Updated 25 November 2019

If you are an employer, make sure you comply with the Solicitors Act regarding your duties. The solicitor in this study didn't, and was suspended from practice for six months, with catastrophic consequences.

The names in this case study have been changed.

Mr Rawlings was a sole practitioner who employed an assistant solicitor, Mr Edwards. Unfortunately, Mr Edwards became involved in a serious mortgage fraud. When matters came to light, Mr Edwards's conduct was referred to the Solicitors Disciplinary Tribunal, which ordered that he be struck off the Roll.

Eight years later, Mr Rawlings found himself in need of a clerk to help him with his conveyancing work. He decided to offer Mr Edwards the job, but before doing sought permission from the SRA. The SRA accepted that Mr Edwards had been rehabilitated and gave its permission for Mr Rawlings to employ him.

Within days of Mr Edwards starting his job as Mr Rawlings's clerk, Mr Rawlings suffered an unexpected, and fatal, heart attack. In consequence, his practice was closed, and Mr Edwards once again found himself unemployed. Mr Edwards therefore applied for a new job with Mr Robinson, a sole practitioner who carried on his practice from offices in North London and South London.

Mr Edwards was entirely honest when he applied for the job with Mr Robinson. He explained that he was a former solicitor who had been struck off for dishonesty. Perhaps because of this frankness, Mr Robinson decided to employ Mr Edwards as a clerk in the South London office. Mr Robinson himself spent the majority of his time at the North London office but visited the South London office on a daily basis.

Unlike Mr Edwards, Mr Robinson did not formally apply to the SRA for permission before he employed Mr Edwards. However, he did tell Mr Edwards to write to the SRA to tell them that he had a new employer. He also wrote to the SRA himself to tell them that he had given Mr Edwards a job. On the basis of this correspondence, the SRA subsequently granted Mr Robinson permission to employ Mr Edwards on condition that he should work from the same office as Mr Robinson under his direct supervision.

Subsequently, the SRA conducted a monitoring visit to Mr Robinson's offices.

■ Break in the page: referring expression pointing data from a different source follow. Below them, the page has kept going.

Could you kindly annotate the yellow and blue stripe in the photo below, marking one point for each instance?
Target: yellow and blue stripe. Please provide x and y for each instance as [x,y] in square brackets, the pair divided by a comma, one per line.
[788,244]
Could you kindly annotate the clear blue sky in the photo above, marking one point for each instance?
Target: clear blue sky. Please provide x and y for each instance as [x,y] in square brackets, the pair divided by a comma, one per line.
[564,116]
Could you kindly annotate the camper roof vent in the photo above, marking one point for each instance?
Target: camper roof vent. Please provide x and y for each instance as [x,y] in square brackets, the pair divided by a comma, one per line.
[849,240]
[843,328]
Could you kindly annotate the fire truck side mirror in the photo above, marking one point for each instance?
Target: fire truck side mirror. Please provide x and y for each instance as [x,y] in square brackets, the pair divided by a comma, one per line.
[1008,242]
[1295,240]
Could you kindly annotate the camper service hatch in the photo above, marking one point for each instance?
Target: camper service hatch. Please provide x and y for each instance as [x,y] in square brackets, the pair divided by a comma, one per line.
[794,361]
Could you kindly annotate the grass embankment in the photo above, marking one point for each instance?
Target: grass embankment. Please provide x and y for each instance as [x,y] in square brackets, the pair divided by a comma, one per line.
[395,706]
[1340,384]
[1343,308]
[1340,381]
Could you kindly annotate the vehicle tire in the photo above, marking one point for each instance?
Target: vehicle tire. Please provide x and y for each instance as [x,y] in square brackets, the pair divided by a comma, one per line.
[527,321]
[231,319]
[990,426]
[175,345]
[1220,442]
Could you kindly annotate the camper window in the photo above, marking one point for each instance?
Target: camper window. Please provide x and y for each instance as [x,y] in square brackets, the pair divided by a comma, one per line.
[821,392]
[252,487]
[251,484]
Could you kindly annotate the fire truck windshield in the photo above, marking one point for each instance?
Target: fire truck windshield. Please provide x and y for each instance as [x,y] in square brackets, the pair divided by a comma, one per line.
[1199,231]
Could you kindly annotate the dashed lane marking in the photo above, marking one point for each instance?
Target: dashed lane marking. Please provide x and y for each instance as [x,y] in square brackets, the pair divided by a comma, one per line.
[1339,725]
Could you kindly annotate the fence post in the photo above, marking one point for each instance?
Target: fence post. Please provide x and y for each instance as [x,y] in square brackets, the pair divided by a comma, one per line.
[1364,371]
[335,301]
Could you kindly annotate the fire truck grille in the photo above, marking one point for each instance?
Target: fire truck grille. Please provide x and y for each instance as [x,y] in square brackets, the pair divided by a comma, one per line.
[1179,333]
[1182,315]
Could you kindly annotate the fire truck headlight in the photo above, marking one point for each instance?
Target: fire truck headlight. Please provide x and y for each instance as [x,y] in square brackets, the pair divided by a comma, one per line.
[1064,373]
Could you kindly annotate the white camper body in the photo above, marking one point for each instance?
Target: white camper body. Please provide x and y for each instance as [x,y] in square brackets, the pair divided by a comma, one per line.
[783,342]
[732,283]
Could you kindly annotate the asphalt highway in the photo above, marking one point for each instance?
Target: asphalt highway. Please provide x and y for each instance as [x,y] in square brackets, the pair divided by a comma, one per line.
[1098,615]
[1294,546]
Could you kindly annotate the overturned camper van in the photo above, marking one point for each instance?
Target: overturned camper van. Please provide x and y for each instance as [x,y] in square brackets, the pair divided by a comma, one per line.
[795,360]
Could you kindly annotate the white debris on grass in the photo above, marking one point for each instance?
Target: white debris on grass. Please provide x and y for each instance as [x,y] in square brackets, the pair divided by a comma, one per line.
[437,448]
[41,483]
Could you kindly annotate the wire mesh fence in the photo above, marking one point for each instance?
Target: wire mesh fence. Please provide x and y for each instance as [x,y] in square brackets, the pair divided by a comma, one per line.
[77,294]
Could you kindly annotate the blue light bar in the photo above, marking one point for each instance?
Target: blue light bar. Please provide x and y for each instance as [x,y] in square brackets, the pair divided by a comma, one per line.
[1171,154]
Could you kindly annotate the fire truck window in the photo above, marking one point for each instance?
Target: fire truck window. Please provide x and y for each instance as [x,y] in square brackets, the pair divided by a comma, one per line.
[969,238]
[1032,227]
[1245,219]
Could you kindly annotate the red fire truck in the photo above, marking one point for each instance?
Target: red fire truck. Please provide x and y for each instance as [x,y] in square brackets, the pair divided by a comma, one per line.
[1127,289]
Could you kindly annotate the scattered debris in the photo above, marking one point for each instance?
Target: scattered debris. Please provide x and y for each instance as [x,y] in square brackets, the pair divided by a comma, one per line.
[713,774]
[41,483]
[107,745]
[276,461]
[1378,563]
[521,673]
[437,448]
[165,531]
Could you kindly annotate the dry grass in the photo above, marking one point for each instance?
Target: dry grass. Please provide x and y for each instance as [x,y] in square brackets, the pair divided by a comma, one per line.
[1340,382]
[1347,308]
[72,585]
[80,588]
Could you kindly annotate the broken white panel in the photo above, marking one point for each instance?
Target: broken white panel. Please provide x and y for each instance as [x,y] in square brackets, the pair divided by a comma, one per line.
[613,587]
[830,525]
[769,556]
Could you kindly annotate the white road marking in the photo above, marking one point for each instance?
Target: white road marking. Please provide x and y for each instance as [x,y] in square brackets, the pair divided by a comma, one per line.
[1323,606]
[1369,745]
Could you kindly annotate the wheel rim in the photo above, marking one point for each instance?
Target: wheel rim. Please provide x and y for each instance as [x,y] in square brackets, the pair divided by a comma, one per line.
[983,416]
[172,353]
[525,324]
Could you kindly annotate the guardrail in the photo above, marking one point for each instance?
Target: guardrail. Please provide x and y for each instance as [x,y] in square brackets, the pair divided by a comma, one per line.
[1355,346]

In the course of that visit, it discovered that Mr Edwards had undertaken six conveyancing transactions for Mr Robinson before Mr Robinson had been given permission to employ him. It also discovered that Mr Edwards was working in a different office from Mr Robinson. The SRA referred Mr Robinson's conduct to the Solicitors Disciplinary Tribunal which suspended him from practice for a period of six months. The consequences for Mr Robinson were catastrophic—he was forced to close his practice.

What Mr Robinson should have done before employing Mr Edwards

  • Once he knew that Mr Edwards had been struck off, he should have familiarised himself with the requirements of section 41 of the Solicitors Act 1974 before deciding to employ him.
  • He should have remembered that the permission given to Mr Rawlings to employ Mr Edwards was personal to Mr Rawlings and could not be transferred.
  • He should have applied to the SRA for permission to employ Mr Edwards rather than simply notifying us that Mr Edwards had changed his employment.
  • He should not have allowed Mr Edwards to commence his employment until he had obtained the SRA's permission.
  • He should have followed the conditions that were imposed on his employment of Mr Edwards by the SRA—to the letter. In particular, he should not have allowed Mr Edwards to continue to work in the South London office while continuing to spend the majority of his time in the North London office.